The FCC defines a tribe as any Indian or Alaska Native tribe, band, nation, pueblo, village or community which is acknowledged by the federal government to constitute a government-to-government relationship with the United States and eligible for the programs and services established by the United States for Indians. A tribal applicant is a Tribe or consortium of Tribes or an entity that is 51% or more owned or controlled by a Tribe or Tribes that occupy tribal lands (including areas near tribal lands).
For tribes in Alaska, there is low power broadcast option available now without waiting for a window. Please see information on Class D FM Stations in Alaska.
Tribal entities with an educational purpose are permitted to own two LPFM stations. Tribal governments planning to operate LPFM stations for a public safety purpose may operate an unlimited number of stations within their jurisdiction.

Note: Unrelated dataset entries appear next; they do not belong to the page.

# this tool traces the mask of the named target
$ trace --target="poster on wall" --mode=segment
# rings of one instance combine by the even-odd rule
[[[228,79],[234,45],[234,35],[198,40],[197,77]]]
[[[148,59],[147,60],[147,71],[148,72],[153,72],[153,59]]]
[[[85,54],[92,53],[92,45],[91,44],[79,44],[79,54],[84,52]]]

Tribes are already usng LPFM stations to broadcast in their languge to both provide vital information and to help promote and preserve the language. Other tribal entities are using thier LPFM stations for local information and entertainment as well as an outreach to those who are not tribal members.
Organizations like Native Public Media provide advocacy and support for tribal applicants seeking LPFM or full power broadcast stations. While new licenses are normally only given out during filing windows, Alaska Native tribes may be able to obtain a new low power radio station now under a different set of rules. REC Networks can provide assistance with this.
Through the recent rural radio and tribal radio initatives recently passed by the FCC, getting a tribal radio station is now much easier than before!